Cuentos cortos de terror

La corriente

La tormenta durante la noche y buena parte del día había sido torrencial. Nunca antes se había visto algo así en mi pueblo. Hasta ese día era algo impensable. El río, que discurría plácidamente a un costado del pueblo, estaba convertido en un aluvión de agua chocolatada, que arrastraba árboles, tierra y todo lo que se interpusiera a su paso. Las casas más cercanas al río se habían salvado por un pelito.

Por lo demás, el asunto no había pasado a mayores, a excepción de algunas casas que habían perdido un par de láminas, o de la ropa en las cuerdas que había salido volando. La gente tenía miedo que la lluvia continuara esa noche; de hacerlo, el riesgo de inundación era muy alto.

Me había alejado un poco del pueblo, hacia el sur, siguiendo de cerca el curso del río, para ver un poco de los estragos que la naturaleza había provocado por allí. Me encontré con árboles caídos; otros habían sido arrancados a medias y otros tenían las ramas desgajadas. Pero por allí no vivía nadie, así que pensé que no era nada importante.

Entonces escuché el grito. Era una voz, una voz femenina pidiendo ayuda. Comprendí enseguida que alguien había caído al río. Me guie por los gritos para llegar hasta su procedencia, sin dejar de gritar que ya iba.

Un enorme cedro había caído desde el bosque, pero era tal su tamaño que la mitad cayó en las turbulentas aguas del río; casi toda la copa y parte del tallo. El árbol se mantenía firme pese a la fuerza de la corriente, sus ramas se agitaban como palillos, y con ellas, la chica que gritaba y se sujetaba como un gato a una de las ramas.

―¡Tranquila, ya voy! ―grité. Ella siguió gritando. Sólo que esta vez gritaba que me diera prisa.

Sabía lo peligroso que era jugar al superhéroe, una caída podía ser mi final. Pero mi deber como buen vecino era ayudar a la joven que moriría si no la auxiliaba.
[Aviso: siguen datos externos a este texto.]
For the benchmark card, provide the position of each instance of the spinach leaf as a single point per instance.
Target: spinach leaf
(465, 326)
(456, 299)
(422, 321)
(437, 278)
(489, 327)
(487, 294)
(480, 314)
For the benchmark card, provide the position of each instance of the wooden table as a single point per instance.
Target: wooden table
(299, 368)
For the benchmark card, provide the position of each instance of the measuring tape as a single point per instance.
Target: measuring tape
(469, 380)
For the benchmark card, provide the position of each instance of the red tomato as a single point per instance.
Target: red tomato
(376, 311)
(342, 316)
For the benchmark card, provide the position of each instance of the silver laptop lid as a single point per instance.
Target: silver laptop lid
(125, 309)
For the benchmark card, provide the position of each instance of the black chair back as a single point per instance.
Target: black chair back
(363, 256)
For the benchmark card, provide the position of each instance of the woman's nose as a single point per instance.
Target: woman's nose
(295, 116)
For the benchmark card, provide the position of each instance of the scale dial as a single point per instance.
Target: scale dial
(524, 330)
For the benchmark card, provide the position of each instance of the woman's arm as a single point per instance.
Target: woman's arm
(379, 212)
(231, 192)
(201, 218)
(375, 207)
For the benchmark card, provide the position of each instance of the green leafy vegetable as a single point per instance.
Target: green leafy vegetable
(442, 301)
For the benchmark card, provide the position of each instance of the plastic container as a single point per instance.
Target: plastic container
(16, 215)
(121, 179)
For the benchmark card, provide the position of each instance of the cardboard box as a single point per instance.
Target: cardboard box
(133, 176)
Así que me encaramé sobre el grueso tronco y caminé sobre él para llegar a la copa. Él árbol no se movía, pero podía sentir en mis pies la vibración de la furiosa corriente.

Alcancé la copa y me desvié por la rama que me llevaría hasta la joven. Caminé sobre una rama y me sujeté de otra que pasaba sobre mi cabeza. La de mis pies se agitaba con violencia, cada vez más a medida que se hacía más delgada. Hasta que llegué a donde la joven. Me detuve a dos metros de la parte que rodeaba con sus brazos.

¡La conocía!

―¡Ayúdame! ¡Date prisa! ¡Sácame de aquí, ya!
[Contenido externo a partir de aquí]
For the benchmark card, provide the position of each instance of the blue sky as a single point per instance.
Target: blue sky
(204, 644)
Ni en peligro de muerte se desligaba de la prepotencia. Era hija del hombre más rico de la ciudad, y como tal actuaba. Tenía su club de admiradores, como era de esperar, pero los demás la odiábamos. Una vez había humillado tanto a mi novia que la pobre pasó una hora llorando. Y juré que un día me las iba a pagar. Era esa mi oportunidad.

―¡Ayúdame! ―repitió, su voz más suplicante. Noté que me reconoció―. Te daré lo que quieras, pero sácame de aquí.

―¿Lo que quiera?

―Sí ―lo que quieras―. Dinero, mi auto, otra cosa, tú pide.

―¿Cómo terminaste aquí?

―Me tiraron del puente. ¡Unos malditos me tiraron para que muriera!

«Y cuando salgas los harás pagar, esa me la sé.» Pero no podía dejarla morir, por muy mala persona que fuera.

―Has sido mala persona ―dije.

Ella debió pensar que la estaba amenazando o que la dejaría morir porque empezó a suplicar con más ahínco.

―No, por favor. Ayúdame. Te daré lo que quieras, lo prometo. Te… te pagaré con mi cuerpo.

―Has sido mala persona ―repetí―. Pero creo que todos merecemos una segunda oportunidad.

Sonrió. Me acerqué y le tendí mi pie. Soltó un brazo para cogerse, fue cuando la golpeé en el pecho. No terminó de gritar porque el agua le llenó la boca. Pronto desapareció en la tumultuosa corriente. «No debiste intentar comprarme con tu cuerpo», pensé.

―Todos merecemos una segunda oportunidad ―dije a la nada―. Pero tú ya habías tenido demasiadas.

En fin, no se podría decir que la crecida del río no se cobró alguna víctima.